Modern people do not come from a single ancestral population, but at least from two, which have separated and then reunited long before modern people spread throughout the world.
Using an extensive analysis based on the complete sequences of the genome, researchers at the University of Cambridge have discovered evidence that modern people are the result of the genetic mix of two ancient populations, which have separated about 1.5 million years ago. About 300,000 years ago, these groups met, and one of them contributed 80% to the genetic composition of modern people, while the other added 20%.
In the last two decades, the dominant theory in human evolutionary genetics was that Homo Sapiens appeared for the first time in Africa 200,000-300,000 years ago, coming from a single ancestral line. However, these new discoveries, published in Nature Genetics magazine suggest a much more complex history.
“The question about our origin is concerned about people for centuries,” said Trevor Cousins, co -author of the study. “For a long time it was assumed that we come from a single continuous line, but the exact details of our origin remain unknown.”
“Our study clearly demonstrates that our evolutionary origin is more complicated and involves different groups that have developed separately for over a million years, before gathering to form the modern human species,” said Professor Richard Durbin, co-author of research.
Although previous studies have already shown that Neanderthals and Denisovans-two missing relatives of man-crossed with homo sapiens about 50,000 years ago, the new study suggests that, long before these interactions, about 300,000 years ago, a much more significant genetic mixture took place.
Unlike the Neanderthalians DNA, which represents about 2% of the genome of modern non-African people, this ancient mixing event has had an impact ten times higher and is present in all modern people.
The team based its method on the analysis of the modern human DNA, instead of extracting genetic material from ancient bones, which allowed them to identify the ancestral populations that would not have left physical traces. The data used in the study come from 1000 Genomes Project, a global initiative that has sequented the DNA of populations in Africa, Asia, Europe and America.

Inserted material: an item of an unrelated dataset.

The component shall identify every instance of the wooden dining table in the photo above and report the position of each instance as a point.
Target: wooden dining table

The researchers developed a computational algorithm called Cobraa, which shapes how the ancient populations of people separated and then met. They tested the algorithm on simulated data and then applied it on the real genetic data of 1000 Genomes Project.
Although the researchers managed to identify these two ancestral populations, they also discovered surprising changes that took place after their initial separation.
“Immediately after the two ancestral populations have separated, we notice a drastic reduction of one of them, which suggests that its size has decreased to a very small level, then slowly increasing for a million years,” explained Professor Aylwyn Scaly, co-author of the study. “This population later contributed about 80% of the genetic material of modern people and seems to have been the ancestral population from which Neanderthalia and Denisovans came.”
“However, some genes of the population that contributed to a smaller part to our genome, especially those related to the functioning of the brain and neural processing, could have played a crucial role in human evolution,” added Cousins.